In the nine-month investigation, an undercover police officer posing as a drug-dealing Russian mobster told Holderman and a protege - Dallas-area community college administrator Rafael Diaz Cabral - that he wanted U.S. visas for himself and up to 200 associates, along with up to $1 million a month in clean profits from his crimes.

The community college was to be a front for issuing student visas, investigators said.

The State Department does not believe any fraudulent U.S. visas were issued.

Prosecutors said the pair also agreed to accept $250,000 in drug profits to buy a casino license from Diaz's father in the Dominican Republic.

Holderman, 68, of Charleston testified that he took $30,000 from the officer but never intended to commit the promised crimes.

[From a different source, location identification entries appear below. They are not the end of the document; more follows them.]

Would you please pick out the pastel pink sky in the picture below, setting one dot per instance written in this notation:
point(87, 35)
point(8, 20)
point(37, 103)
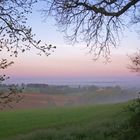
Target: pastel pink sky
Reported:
point(67, 60)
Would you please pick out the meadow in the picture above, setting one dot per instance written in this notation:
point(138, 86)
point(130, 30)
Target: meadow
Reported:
point(91, 122)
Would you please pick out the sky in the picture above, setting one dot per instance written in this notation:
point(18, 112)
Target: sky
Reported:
point(69, 62)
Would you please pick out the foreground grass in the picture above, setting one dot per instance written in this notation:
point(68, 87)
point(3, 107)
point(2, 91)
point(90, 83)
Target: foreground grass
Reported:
point(76, 123)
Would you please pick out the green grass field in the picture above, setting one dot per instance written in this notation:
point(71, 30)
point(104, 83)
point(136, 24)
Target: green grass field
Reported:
point(69, 123)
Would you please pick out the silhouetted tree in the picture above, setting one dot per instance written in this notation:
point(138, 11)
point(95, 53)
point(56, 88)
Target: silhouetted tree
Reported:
point(15, 35)
point(99, 23)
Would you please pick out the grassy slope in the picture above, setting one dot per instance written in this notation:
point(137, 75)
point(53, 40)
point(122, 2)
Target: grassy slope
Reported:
point(60, 123)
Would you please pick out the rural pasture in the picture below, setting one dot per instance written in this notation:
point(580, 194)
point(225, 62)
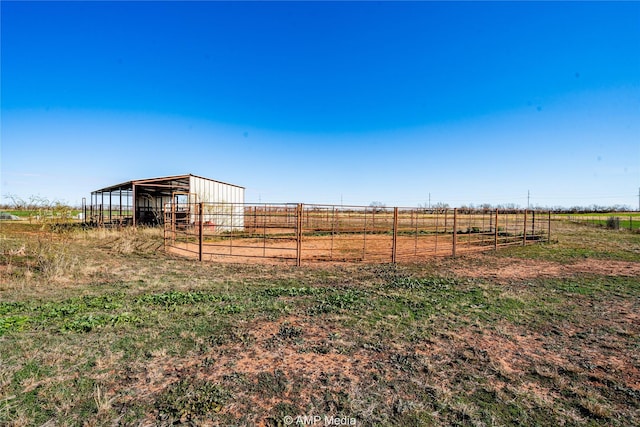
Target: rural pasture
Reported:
point(103, 327)
point(303, 234)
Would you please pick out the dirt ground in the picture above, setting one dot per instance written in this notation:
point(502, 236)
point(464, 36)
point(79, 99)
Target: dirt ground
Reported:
point(509, 269)
point(358, 248)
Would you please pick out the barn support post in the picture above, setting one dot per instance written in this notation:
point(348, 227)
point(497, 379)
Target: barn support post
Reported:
point(394, 243)
point(299, 234)
point(455, 232)
point(524, 229)
point(495, 235)
point(133, 204)
point(200, 229)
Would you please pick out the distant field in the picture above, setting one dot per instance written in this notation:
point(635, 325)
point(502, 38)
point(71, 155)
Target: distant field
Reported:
point(100, 327)
point(625, 220)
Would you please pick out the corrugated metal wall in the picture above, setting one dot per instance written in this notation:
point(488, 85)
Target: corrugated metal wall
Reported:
point(223, 203)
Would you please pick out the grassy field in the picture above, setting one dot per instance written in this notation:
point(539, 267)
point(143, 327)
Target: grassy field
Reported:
point(623, 220)
point(99, 327)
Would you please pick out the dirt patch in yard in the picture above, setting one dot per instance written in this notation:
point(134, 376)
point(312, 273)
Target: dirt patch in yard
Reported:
point(508, 269)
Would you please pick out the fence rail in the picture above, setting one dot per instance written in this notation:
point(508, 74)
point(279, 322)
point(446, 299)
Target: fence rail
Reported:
point(300, 233)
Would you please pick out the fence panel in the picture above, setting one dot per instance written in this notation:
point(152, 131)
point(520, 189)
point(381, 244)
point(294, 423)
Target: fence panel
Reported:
point(297, 233)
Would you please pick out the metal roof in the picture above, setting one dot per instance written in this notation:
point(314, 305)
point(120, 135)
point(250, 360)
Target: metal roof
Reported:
point(181, 181)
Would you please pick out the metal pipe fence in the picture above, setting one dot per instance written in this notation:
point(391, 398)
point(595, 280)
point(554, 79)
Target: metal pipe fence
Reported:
point(300, 233)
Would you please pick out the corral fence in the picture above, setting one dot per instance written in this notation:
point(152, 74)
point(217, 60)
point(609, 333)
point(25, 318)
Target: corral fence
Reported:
point(302, 233)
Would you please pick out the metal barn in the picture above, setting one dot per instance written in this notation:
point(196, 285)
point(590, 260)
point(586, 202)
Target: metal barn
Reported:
point(146, 201)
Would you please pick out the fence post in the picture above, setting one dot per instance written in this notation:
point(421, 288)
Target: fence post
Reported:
point(524, 228)
point(200, 229)
point(455, 231)
point(495, 237)
point(394, 243)
point(299, 234)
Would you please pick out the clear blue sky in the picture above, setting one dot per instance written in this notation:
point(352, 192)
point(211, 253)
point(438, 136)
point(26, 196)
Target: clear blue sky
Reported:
point(469, 102)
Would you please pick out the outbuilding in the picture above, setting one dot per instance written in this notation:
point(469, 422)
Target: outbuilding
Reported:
point(146, 201)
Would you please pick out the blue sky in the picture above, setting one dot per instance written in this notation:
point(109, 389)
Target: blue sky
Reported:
point(335, 102)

Diaz testified against Holderman in exchange for a 14-month sentence.

Holderman was convicted on all four counts: conspiracy to launder money, attempted money laundering, conspiracy to sell false immigration documents and offering to sell false immigration documents.

While at the University of South Carolina, Holderman had brought Pope John Paul II and President Reagan to campus, but his 13-year tenure ended with the fraud in 1990, the year he was diagnosed with bipolar disorder.

He was convicted of state charges in the scandal and on subsequent federal bankruptcy fraud charges.